130 THE STRUCTURE OF EVOLUTIONARY THEORY
reproductives (p. 236): "How the workers have been rendered sterile is a difficulty;
but not much greater than that of any other striking modification of structure; for it
can be shown that some insects and other articulate animals in a state of nature
occasionally become sterile; and if such insects had been social, and it had been
profitable to the community that a number should have been annually born capable
of work, but incapable of procreation, I can see no very great difficulty in this
being effected by natural selection."
The phrase "profitable to the community" seems to imply group selection but,
as argued above, this modern interpretation need not reflect Darwin's intent. He did
not, after all, know about haplodiploidy, different degrees of relatedness, or parent-
offspring conflict.
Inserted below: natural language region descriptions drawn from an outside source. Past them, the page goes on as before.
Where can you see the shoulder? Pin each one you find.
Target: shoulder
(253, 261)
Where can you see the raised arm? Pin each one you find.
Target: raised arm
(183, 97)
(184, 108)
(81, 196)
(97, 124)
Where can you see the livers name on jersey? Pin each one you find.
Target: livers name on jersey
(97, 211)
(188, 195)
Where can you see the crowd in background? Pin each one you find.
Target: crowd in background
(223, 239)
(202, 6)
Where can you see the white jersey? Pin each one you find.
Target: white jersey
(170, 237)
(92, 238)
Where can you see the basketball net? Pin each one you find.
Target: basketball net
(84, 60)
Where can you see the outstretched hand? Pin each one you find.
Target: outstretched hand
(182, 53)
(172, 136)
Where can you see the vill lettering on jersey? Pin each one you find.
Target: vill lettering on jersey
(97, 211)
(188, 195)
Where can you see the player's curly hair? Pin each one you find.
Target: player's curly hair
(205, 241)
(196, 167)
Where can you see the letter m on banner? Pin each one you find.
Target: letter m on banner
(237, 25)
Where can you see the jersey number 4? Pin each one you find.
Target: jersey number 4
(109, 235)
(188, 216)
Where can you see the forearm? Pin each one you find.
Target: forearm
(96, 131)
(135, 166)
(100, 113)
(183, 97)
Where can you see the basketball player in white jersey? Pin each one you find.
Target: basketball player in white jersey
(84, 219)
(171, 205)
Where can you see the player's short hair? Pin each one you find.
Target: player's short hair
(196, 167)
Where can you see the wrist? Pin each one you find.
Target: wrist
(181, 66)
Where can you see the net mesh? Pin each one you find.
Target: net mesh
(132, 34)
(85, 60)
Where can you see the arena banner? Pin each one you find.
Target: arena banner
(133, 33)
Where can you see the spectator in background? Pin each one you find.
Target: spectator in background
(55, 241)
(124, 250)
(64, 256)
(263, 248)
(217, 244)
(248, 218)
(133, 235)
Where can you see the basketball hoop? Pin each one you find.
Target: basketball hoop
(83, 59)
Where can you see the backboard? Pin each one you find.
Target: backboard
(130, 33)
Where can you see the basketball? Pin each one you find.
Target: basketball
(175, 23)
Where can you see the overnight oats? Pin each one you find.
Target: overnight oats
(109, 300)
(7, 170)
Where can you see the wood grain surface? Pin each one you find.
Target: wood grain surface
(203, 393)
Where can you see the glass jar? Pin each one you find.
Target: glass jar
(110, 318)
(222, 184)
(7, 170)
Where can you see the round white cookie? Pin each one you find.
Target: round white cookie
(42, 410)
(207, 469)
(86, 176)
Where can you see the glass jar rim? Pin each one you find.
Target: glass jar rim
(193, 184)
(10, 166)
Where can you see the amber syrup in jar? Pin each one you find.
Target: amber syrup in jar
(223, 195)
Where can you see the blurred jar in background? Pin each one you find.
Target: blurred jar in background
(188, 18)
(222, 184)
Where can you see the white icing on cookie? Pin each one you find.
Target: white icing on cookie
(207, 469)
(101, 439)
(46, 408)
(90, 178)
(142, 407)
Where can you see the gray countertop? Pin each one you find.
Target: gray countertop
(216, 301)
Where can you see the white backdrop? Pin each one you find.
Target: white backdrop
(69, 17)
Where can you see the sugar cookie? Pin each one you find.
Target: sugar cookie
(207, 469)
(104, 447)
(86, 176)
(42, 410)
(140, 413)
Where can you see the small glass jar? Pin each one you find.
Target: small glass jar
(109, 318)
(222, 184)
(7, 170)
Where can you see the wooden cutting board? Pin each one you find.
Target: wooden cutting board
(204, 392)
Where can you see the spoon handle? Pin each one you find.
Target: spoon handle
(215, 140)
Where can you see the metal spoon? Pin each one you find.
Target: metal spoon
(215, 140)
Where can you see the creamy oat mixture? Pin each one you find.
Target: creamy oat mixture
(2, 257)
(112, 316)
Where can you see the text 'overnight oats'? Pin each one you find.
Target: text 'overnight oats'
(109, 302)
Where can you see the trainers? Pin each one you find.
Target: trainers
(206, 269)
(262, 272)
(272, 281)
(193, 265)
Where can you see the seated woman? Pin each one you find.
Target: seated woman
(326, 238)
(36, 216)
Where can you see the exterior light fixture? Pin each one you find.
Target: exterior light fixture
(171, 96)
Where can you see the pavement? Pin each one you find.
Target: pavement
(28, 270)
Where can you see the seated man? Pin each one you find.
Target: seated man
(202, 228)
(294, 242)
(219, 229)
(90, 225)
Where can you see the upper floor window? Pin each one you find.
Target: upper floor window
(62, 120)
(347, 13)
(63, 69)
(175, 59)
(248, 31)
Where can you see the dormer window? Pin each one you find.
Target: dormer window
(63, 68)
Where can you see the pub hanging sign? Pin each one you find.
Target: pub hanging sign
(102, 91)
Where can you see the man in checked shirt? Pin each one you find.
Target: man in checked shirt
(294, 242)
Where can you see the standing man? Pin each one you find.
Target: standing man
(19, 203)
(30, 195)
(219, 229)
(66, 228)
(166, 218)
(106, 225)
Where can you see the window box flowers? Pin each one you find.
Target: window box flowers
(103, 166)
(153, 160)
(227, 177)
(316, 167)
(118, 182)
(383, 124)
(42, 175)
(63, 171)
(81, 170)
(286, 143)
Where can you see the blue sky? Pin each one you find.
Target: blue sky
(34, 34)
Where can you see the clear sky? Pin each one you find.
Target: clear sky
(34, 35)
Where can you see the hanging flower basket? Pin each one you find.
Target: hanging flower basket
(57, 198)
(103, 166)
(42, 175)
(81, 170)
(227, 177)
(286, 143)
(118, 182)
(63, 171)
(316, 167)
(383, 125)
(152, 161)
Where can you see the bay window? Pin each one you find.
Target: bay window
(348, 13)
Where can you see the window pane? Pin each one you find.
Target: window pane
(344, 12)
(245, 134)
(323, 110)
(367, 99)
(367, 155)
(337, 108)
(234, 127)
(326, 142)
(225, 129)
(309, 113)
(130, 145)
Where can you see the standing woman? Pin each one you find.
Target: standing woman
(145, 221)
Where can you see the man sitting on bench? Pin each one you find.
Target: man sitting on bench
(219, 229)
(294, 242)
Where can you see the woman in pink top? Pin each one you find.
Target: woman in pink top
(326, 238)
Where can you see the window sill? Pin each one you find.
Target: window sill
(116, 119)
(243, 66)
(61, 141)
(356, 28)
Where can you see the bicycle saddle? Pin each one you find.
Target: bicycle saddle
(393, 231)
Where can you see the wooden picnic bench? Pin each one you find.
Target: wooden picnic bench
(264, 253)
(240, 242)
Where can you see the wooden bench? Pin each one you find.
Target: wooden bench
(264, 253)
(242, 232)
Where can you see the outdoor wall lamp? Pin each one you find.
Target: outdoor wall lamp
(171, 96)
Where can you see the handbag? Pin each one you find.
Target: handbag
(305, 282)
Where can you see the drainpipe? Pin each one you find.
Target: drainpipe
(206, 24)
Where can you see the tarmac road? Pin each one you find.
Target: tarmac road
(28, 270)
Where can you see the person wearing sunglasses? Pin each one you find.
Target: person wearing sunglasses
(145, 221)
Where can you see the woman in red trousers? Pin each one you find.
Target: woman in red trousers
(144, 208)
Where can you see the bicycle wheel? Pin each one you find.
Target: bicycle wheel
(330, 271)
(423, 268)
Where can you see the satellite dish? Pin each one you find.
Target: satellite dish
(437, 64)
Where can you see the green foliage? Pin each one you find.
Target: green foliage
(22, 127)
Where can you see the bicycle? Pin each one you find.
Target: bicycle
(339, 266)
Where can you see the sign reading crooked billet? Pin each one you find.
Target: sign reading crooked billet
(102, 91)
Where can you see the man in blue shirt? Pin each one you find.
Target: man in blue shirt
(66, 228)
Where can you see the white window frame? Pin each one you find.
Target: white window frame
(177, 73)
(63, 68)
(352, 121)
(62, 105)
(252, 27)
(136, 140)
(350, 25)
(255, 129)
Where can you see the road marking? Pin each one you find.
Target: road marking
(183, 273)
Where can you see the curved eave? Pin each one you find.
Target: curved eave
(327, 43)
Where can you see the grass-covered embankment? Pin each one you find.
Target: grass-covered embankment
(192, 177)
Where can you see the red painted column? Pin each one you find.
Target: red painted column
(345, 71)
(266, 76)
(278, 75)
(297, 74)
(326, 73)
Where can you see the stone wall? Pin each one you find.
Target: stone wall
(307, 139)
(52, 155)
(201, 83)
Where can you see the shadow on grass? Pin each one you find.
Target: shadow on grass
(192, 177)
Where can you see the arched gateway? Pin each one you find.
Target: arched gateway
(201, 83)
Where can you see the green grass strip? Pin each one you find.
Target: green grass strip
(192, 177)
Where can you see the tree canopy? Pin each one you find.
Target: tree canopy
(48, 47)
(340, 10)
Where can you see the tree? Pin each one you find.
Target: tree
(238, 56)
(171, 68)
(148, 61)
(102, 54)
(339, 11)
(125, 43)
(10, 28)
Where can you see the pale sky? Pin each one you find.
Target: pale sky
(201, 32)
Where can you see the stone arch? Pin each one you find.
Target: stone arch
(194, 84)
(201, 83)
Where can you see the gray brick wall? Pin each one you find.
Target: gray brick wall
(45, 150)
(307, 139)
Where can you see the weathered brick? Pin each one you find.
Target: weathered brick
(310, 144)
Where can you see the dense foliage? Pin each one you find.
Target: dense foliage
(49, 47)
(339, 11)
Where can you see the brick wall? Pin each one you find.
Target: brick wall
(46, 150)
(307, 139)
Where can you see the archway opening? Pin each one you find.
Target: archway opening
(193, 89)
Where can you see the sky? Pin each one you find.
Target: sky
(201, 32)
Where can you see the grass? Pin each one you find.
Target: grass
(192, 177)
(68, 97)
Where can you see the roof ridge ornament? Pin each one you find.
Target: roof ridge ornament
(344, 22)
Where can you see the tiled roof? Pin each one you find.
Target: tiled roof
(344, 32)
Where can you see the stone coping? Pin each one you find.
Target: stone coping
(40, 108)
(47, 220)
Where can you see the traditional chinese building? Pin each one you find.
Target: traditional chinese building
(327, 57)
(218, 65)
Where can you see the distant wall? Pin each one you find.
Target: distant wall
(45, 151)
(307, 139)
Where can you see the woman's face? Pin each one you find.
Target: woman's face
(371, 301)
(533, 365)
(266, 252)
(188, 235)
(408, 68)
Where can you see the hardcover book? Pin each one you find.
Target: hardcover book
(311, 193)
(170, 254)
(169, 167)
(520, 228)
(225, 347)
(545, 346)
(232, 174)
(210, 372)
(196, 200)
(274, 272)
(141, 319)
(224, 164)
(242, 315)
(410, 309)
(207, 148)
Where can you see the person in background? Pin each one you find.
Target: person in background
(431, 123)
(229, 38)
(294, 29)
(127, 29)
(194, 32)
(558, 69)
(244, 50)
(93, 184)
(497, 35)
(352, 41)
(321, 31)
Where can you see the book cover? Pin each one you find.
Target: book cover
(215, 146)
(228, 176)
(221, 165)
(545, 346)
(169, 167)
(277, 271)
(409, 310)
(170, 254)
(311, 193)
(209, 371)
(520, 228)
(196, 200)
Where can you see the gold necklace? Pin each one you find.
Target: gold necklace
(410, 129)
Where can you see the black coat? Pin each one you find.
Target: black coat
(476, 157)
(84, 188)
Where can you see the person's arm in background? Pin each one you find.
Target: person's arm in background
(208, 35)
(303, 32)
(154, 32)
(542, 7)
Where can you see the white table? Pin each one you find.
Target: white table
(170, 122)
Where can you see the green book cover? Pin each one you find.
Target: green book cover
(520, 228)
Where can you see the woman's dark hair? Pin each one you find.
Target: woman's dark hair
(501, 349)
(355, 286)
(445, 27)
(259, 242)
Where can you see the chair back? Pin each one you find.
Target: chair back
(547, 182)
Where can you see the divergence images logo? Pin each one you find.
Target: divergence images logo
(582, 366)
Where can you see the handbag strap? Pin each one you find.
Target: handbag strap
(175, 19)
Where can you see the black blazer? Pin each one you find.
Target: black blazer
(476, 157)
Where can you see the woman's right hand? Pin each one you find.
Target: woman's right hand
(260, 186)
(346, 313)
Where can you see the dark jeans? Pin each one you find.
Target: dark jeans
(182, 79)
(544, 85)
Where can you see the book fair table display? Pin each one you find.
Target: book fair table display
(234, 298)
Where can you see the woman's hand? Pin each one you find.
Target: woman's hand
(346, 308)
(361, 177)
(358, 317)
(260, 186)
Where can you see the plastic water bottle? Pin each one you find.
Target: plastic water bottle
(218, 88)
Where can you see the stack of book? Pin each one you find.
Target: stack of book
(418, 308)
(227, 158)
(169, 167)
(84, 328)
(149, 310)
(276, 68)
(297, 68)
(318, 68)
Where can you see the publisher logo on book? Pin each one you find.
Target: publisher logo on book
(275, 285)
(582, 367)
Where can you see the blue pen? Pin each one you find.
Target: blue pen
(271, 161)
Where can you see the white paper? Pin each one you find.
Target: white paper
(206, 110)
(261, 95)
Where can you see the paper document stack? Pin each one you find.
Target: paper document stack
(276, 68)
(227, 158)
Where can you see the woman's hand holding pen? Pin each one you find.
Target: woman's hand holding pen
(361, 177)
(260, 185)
He does not argue here at the locus classicus for modern
theories of group selection—altruism defined as the rendering of aid (at personal
peril or expense) to non-relatives. Rather, he views the hive as a group of
cooperating bodies, all tightly related and all generated by the queen. Anything
beneficial to the hive fosters the reproductive success of the queen in ordinary
natural selection upon her as an individual. The sterility of a worker does not differ
in principle from the horns of an ox—a trait not found in parents, but produced by
selection on parents. A queen that can generate more sterile workers might be
favored by selection just as a breeder picks cows that yield castrated oxen with
longer horns.
At most, one might hold that Darwin treats the entire hive as an entity—a
statement about higher-level selection on the "superorganism" model (see D. S.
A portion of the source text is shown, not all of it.